Recruiting revenue-cycle talent comes with significant financial and time-saving costs. Filling vacancies with higher-level talent in the revenue cycle has proven to be the most challenging for medical practices. They take a remarkable average of 207 days to complete, with an average cost of $5,699. For mid-tier revenue cycle posts, it takes an average of 153 days to complete at an average cost of $3,581. Entry-level positions are also not easy to fill, as it takes an average of 84 days and a cost of $2,167 to recruit entry-level talent.

According to a survey by AKASA, a developer of artificial intelligence (AI) for healthcare operations, difficulty recruiting revenue cycle talent negatively affects a practice’s productivity and increases burnout. Researchers have found that revenue cycle talent recruitment challenges are due to the broader trend of the big quit, which has led to increased turnover, particularly in the healthcare industry. People may choose to leave the healthcare industry for better-paying jobs elsewhere, in areas like retail and logistics. Researchers also observed that longer hours, increased pressure to be productive, and the healthcare industry’s desire to improve the financial experience of patients put pressure on revenue cycle management teams.

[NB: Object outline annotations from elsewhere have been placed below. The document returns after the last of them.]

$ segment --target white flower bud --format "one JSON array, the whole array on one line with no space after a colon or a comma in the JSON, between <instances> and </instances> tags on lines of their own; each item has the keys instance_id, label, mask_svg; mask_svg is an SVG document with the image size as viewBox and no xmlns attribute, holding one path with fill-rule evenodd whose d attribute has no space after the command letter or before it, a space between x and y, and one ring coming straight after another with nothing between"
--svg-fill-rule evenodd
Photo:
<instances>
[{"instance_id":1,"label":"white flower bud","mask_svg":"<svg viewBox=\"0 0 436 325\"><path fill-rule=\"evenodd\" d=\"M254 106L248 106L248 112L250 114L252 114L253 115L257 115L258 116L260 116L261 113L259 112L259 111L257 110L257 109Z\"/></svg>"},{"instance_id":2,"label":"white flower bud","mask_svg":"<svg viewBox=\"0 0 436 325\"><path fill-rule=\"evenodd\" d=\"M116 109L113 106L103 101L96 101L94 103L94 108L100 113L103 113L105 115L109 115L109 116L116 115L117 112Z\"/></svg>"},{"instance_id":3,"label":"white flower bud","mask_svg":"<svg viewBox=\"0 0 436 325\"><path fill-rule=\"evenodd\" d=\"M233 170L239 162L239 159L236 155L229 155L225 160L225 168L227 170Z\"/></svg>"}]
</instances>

A significant number of respondents indicated burnout

Nurses, Physicians and Other Healthcare Professionals Have Higher Than Normal Turnover Rates, According to Georgia-based Physician Recruitment Group Jackson Physician Search and Medical Group Management Association (MGMA) . Additionally, the survey found that a significant number of respondents indicated high levels of burnout, with nearly 50% of respondents planning to retire. Unfortunately, this trend shows no signs of slowing down. According to a Mayo Clinic Proceedings study, 20% of doctors plan to leave their jobs in the next 2 years. Administrators and clerical staff are also affected by the big quit trend, with many choosing to cut their hours over the next year.

AKASA’s survey found that using automation in revenue cycle management can help address some of the above issues. Malinka Walaliyadde, co-founder and CEO of AKASA, suggests that medical practices need to change the way they work, given that it is difficult for practices to acquire and maintain all the staff needed to do so. Walaliyadde urges doctors to get rid of repetitive activities and employ staff to work on the most cognitively complex tasks. While automating the revenue cycle is all the rage, outsourcing vendors to fill vacancies in the revenue cycle workforce is another strategy used by some medical practices. The CEO of revenue cycle management firm NextGen, David Sides, notes an increase in the number of clients using his company for outsourcing services.

Whether through automation or outsourcing, medical practices are increasingly reworking their talent recruitment strategies based on the revenue cycle. This allows them to manage workforce discrepancies so they can devote the necessary time to patient care.